RSVP is required via the form below so that we can plan for seating.
Please note that the authors of our selections ARE NOT in attendance.
About Book Club:
Offered a few times a year, the CLS Book Club seeks to explore a wide range of topics, authors and diversity within its book selections. Under this objective, Book Club also offers space for conversation, perspectives and discourse. For The Heaven and Earth Grocery Store, the ambitious duo, Sugar Slaubaugh and Mary Gus Smith will present and explore the book’s overarching narrative, after which the floor will open for questions and discussion.
About the Book:
In 1972, when workers in Pottstown, Pennsylvania, were digging the foundations for a new development, the last thing they expected to find was a skeleton at the bottom of a well.
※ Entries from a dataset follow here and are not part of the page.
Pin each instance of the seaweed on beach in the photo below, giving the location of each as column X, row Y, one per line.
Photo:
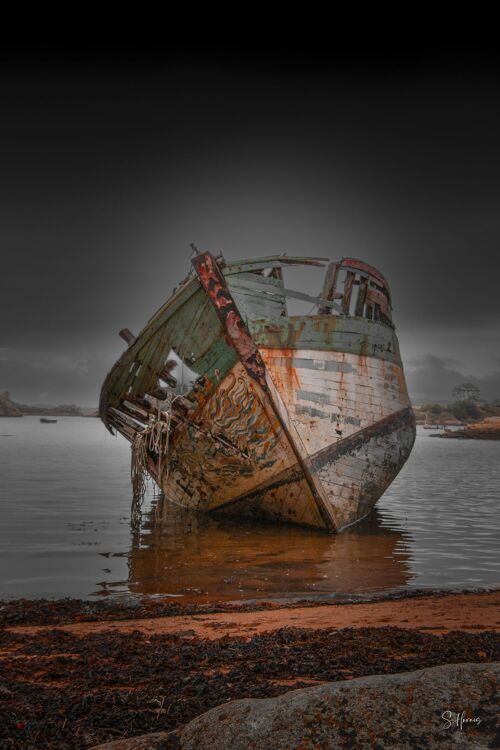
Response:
column 68, row 610
column 61, row 690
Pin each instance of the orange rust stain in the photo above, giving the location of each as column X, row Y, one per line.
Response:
column 285, row 374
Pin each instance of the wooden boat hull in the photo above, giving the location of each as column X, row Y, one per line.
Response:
column 301, row 419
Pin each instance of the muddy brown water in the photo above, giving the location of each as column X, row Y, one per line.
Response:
column 65, row 503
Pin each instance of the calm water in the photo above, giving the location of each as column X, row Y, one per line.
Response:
column 65, row 531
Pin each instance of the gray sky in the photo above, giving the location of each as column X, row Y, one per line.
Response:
column 109, row 170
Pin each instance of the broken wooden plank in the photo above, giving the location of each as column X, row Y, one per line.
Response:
column 266, row 289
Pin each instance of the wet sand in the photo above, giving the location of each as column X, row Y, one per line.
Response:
column 75, row 683
column 471, row 612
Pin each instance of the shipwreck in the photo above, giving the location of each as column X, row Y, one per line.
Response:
column 302, row 419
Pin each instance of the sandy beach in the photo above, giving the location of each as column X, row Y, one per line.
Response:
column 77, row 674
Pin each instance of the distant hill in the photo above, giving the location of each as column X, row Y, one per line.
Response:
column 62, row 410
column 7, row 407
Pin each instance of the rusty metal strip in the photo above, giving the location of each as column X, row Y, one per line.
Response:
column 214, row 283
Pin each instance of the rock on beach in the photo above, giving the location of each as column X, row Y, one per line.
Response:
column 450, row 706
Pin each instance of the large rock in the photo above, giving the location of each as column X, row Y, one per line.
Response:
column 410, row 711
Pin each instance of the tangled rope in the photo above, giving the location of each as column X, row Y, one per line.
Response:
column 154, row 438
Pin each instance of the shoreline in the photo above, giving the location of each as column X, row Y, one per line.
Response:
column 64, row 611
column 109, row 676
column 435, row 613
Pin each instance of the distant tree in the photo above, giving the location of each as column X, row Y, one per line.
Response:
column 466, row 392
column 435, row 409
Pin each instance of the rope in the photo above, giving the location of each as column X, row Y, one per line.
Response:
column 154, row 438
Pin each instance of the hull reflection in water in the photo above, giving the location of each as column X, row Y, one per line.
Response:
column 199, row 557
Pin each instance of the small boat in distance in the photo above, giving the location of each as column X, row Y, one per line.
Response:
column 302, row 419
Who the skeleton was and how it got there were two of the long-held secrets kept by the residents of Chicken Hill, the dilapidated neighborhood where immigrant Jews and African Americans lived side by side and shared ambitions and sorrows. Chicken Hill was where Moshe and Chona Ludlow lived when Moshe integrated his theater and where Chona ran the Heaven & Earth Grocery Store. When the state came looking for a deaf boy to institutionalize him, it was Chona and Nate Timblin, the Black janitor at Moshe’s theater and the unofficial leader of the Black community on Chicken Hill, who worked together to keep the boy safe. As these characters’ stories overlap and deepen, it becomes clear how much the people who live on the margins of white, Christian America struggle and what they must do to survive. When the truth is finally revealed about what happened on Chicken Hill and the part the town’s white establishment played in it, McBride shows us that even in dark times, it is love and community—heaven and earth—that sustain us. Bringing his masterly storytelling skills and his deep faith in humanity to The Heaven & Earth Grocery Store, James McBride has written a novel as compassionate as Deacon King Kong and as inventive as The Good Lord Bird.